L’activité pratique pour notre séquence sur l’évolution du langage musical au XXème siècle porte sur une création autour de « Psychérock ».

http://www.dailymotion.com/video/x88qbg_clip-psyche-rock-pierre-henry-1967_music

Après avoir écouté, nous avons localiser 4 éléments que nous allons utiliser pour notre création:

– l’ostinato à la basse (MI- LA- SI-LA)

– les sons électroniques statiques (qui ne changent pas de hauteur)

– les sons électroniques qui fusent (qui  changent de hauteur)

que nous avons rapproché des sirènes dans « Ionisations » de Varèse

– les sons de cloches

Les étapes de créations sont les suivantes:

1. obtenir une seule sirène (glissando) à la voix en faisant une chaîne avec toute la classe, sans s’interrompre et en reprenant la

hauteur de la note de l’élève précédent. On utilise la voix chantée sur une voyelle au choix en variant les hauteurs le plus   possible suivant les capacités de sa voix et en invitant le suivant à prendre le relai.

2. On procède à peu près de la même façon pour les sons statiques mais ceux-ci doivent correspondre à des bruits et non pas se rapprocher de la voix chantée et garder une hauteur constante, soit rythmiquement répétée ou sur une valeur longue.

3. On superpose les 2 types de sons (statiques et évolutifs) en alternance avec la basse obstinée (mi-la-si-la) jouée au piano par un élève, ce qui implique une carrure à respecter, une écoute supplémentaire.

4. Après l’alternance des deux types de sons, la consigne sera :

chaque élève donnera par un signe de la main le son à faire pour le suivant, ce qui introduit une notion aléatoire supplémentaire, et une concentration plus aiguisée; aussi bien de celui qui doit faire le geste à son voisin puisqu’il doit chanter en même temps que du voisin qui doit être à l’écoute de l’instruction donnée.

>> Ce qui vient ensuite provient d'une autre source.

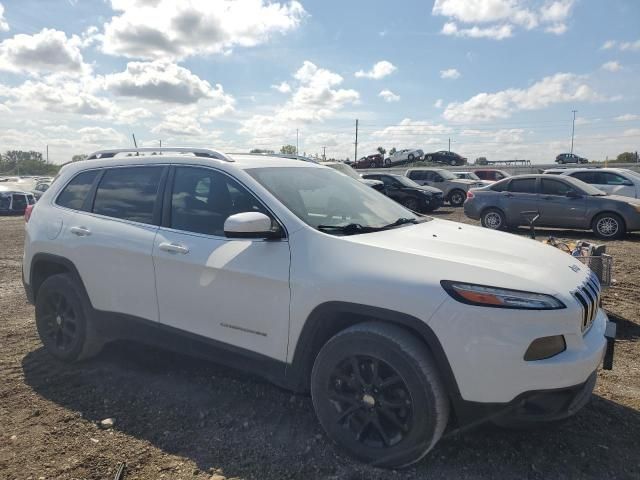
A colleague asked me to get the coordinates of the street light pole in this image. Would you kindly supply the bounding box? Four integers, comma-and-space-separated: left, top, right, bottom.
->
571, 110, 577, 154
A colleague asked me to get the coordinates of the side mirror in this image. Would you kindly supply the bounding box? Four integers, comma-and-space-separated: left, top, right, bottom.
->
224, 212, 282, 239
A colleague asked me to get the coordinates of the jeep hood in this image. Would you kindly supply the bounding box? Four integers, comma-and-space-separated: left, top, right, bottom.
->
343, 219, 589, 295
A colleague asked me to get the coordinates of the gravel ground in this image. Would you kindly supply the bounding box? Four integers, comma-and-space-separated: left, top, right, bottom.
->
0, 214, 640, 480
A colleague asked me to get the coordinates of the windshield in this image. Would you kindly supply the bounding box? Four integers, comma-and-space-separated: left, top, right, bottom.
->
246, 167, 419, 233
326, 163, 360, 180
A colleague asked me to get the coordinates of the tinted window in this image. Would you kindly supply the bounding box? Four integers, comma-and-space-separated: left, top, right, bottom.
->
541, 178, 575, 197
509, 178, 536, 193
93, 167, 163, 223
170, 167, 268, 236
56, 170, 98, 210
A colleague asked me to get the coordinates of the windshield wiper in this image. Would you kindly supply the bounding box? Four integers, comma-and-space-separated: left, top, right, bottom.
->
316, 217, 420, 235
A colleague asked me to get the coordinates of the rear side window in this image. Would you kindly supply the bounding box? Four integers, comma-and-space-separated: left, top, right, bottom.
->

5. On rajoute  un puis deux « meneur(s) » qui vont désigner des membres de leur groupe et leur donner le signe qui correspond aux deux types de sons + une troisième proposition qui est celle des sons de cloche. Cela peut se rapprocher du soundpainting.

 

Les constatations après la phase de création:

– la première étape est assez facile, les glissandos ne demande pas de connaissance particulièrement technique par rapport à la voix, cela n’implique pas de chanter juste.

– nombre d’élèves toutefois ont du mal à exploiter l’ambitus de leur voix, restant la plupart du temps sur une seconde, voir une tierce au début.

-Curieusement, la production de son statique en bruit a été plus difficile que la production de « sirènes ».

– L’anticipation du geste pour le suivant tout en produisant soi-même pose des difficultés car les élèves n’ont pas l’habitude d’anticiper.

– la carrure donnée par le piano posait aussi des difficultés à certains, c’est toujours le même principe qui consiste à faire et écouter en même temps qui semble insurmontable à quelques élèves.

– la désignation individuelle dans la dernière étape nécessite une grande concentration et le résultat dépend de l’implication de chacun. En général, les nuances étaient trop piano.

– après quelques débuts hésitants, la classe est relativement à l’aise et très peu sont les élèves qui ne participent pas du tout.